Anayasa (AY) başta olmak üzere emrin ifasına dair ilgili hükümlerdeki suç ifadesini doğru bir biçimde anlamlandırabilmek için öncelikle kısaca kabahat kavramı ele alınmalıdır. 2005 yılında yürürlüğe giren Kabahatler Kanunu’nun (KabK) 2. maddesine göre, kanunun, karşılığında idari yaptırım uygulanmasını öngördüğü haksızlıklar kabahat olarak adlandırılmaktadır. Ne var ki 2005 yılı öncesinde gerek söz konusu haksızlıkların isimlendirmesi gerekse kabahat deyiminin anlamı farklıydı. KabK’dan önceki mevzuatta, idari yaptırımlarla karşılanan haksızlıklar hakkında genel bir düzenleme mevcut olmayıp, bu fiillere doktrinde genellikle “idari suç” (veya “idari kabahat”, “idari haksız fiil”) gibi isimler verilmiş ve yine bu bağlamda idari ceza hukukundan söz edilmiştir. Aynı dönemde yürürlükte olan mülga 765 sayılı Türk Ceza Kanunu’nun (TCK’nın) suçları cürüm ve kabahat şeklinde ikiye ayırması (m.1/f.2) bağlamında kabahat terimi, idari değil, adli birtakım yaptırımları (hafif hapis, hafif para cezası, belirli bir meslek veya sanatın icrasının tatili, m.11) gerektiren bir suç türünü ifade etmekteydi.

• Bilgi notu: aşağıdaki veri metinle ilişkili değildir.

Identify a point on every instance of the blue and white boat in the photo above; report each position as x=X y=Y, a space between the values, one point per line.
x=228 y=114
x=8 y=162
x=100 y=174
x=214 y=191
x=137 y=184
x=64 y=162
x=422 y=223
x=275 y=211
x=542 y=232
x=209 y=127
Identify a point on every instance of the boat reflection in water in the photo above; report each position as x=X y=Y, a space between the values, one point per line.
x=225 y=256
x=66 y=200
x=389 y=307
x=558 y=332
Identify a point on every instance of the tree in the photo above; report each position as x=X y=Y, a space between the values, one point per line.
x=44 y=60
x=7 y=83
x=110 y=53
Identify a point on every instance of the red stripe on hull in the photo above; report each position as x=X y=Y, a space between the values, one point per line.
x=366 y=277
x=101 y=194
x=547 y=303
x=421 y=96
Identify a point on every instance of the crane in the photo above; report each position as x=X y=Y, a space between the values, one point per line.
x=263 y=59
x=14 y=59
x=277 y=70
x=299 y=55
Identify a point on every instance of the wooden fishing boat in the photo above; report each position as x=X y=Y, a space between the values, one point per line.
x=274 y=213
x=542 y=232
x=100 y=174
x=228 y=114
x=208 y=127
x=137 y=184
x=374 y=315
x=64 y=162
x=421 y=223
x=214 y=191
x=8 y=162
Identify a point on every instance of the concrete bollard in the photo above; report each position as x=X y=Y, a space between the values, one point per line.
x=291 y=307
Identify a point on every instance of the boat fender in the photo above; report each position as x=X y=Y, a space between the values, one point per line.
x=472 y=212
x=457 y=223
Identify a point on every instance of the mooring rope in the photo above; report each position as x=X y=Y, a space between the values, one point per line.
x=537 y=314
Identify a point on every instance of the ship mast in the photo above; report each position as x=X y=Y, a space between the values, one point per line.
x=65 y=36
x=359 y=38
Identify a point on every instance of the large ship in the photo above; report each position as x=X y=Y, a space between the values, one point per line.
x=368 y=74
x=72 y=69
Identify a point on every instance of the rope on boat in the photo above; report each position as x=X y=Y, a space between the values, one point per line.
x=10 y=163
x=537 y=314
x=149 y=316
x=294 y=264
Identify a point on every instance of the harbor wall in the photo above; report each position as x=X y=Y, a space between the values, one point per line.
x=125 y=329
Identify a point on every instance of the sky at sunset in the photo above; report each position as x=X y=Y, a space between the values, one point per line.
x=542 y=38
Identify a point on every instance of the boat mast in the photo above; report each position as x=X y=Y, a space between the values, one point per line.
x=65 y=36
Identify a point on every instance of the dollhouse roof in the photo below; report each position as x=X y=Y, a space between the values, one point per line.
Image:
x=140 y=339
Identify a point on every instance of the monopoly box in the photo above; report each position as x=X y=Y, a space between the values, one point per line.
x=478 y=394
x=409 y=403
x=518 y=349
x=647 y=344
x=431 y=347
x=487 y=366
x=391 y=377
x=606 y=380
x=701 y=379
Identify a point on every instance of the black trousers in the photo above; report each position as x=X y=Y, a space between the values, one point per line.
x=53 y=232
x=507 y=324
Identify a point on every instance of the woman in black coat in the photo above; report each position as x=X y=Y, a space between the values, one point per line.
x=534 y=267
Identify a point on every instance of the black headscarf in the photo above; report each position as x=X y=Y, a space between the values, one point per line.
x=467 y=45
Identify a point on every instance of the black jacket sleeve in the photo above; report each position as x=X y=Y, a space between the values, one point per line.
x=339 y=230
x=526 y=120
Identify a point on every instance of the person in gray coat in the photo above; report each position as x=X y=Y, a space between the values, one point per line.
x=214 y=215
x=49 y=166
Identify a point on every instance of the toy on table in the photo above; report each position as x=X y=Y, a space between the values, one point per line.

Bu çerçevede 2005 öncesi mevzuat ve terminoloji esas alındığında, AY, Devlet Memurları Kanunu (DMK), Polis Vazife ve Salahiyet Kanunu (PVSK) ve Askeri Ceza Kanunu’nun (AsCK’nın) ilgili hükümlerindeki suç ibaresinin, idari yaptırımlarla karşılanan haksızlıkları (idari suçları veya 2005 sonrası adıyla kabahatleri) kapsamadığı anlaşılmaktadır. Dolayısıyla konusu idari suç olan emirlerin, -diğer hukuka aykırı ancak suç teşkil etmeyen emirlerde olduğu gibi- yazılı tekrar halinde (AsCK açısından bilinmesine rağmen) yerine getirilmesi gerektiği, bu anlamda hukuka aykırı bağlayıcı emir niteliğinde olduğu söylenebilir.
2005 sonrasında kabahatlerin suç olmaktan, dolayısıyla suçun bir çeşidi olmaktan çıkarılarak idari suç kavramının yerini alması, ilk planda bu konuda farklı bir değerlendirmeye yol açmamaktadır. Zira yeni terminoloji dikkate alındığında da ilgili hükümlerdeki suç deyimi, kabahati (eski ifadesiyle idari suçu) içermemektedir. Fakat bu noktada KabK m.12 çok önemli bir farklılık doğurmaktadır. Zira bu madde, Kab.K’da aksine hüküm bulunmayan hallerde, TCK’nın hukuka uygunluk nedenleri ile “kusurluluğu ortadan kaldıran nedenlere” ilişkin hükümlerinin kabahatler bakımından da uygulanacağını öngörmektedir. Emrin ifasıyla ilgili olarak söz konusu Kanun’da ayrık bir düzenleme bulunmadığından, yapılan atıf gereği TCK’daki konuyla ilgili hükümler olan m.24/f.2-4 temel alınacaktır. Buna göre yetkili bir merci tarafından hukuka uygun olarak verilen, dolayısıyla yerine getirilmesi görev gereği zorunlu olan bir emrin ifası (m.24/f.2) suretiyle belirli bir kabahat tipine uygun bir hareket yapıldığında, kabahatin hukuka aykırılık unsuru gerçekleşmeyecek, fiil hukuka uygun olacağından kabahat oluşmayacaktır.
Hukuka aykırı emirler bakımından, 24. maddenin 3. fıkrası önem taşımakta olup, söz konusu hüküm, atıf kapsamında kabahatlere uyarlandığında konusu (ifası) kabahat teşkil eden emirlerin hiçbir surette yerine getirilmeyeceği, aksi takdirde emri verenle birlikte emri yerine getirenin sorumlu olacağı sonucuna varılacaktır. Nihayet emrin hukuka uygunluğunun denetlenmesinin engellendiği hallerde işlenen kabahatten yalnızca emri veren sorumlu olacak, emri ifa eden, mazeret nedeninden yararlanacaktır (m.24/f.4).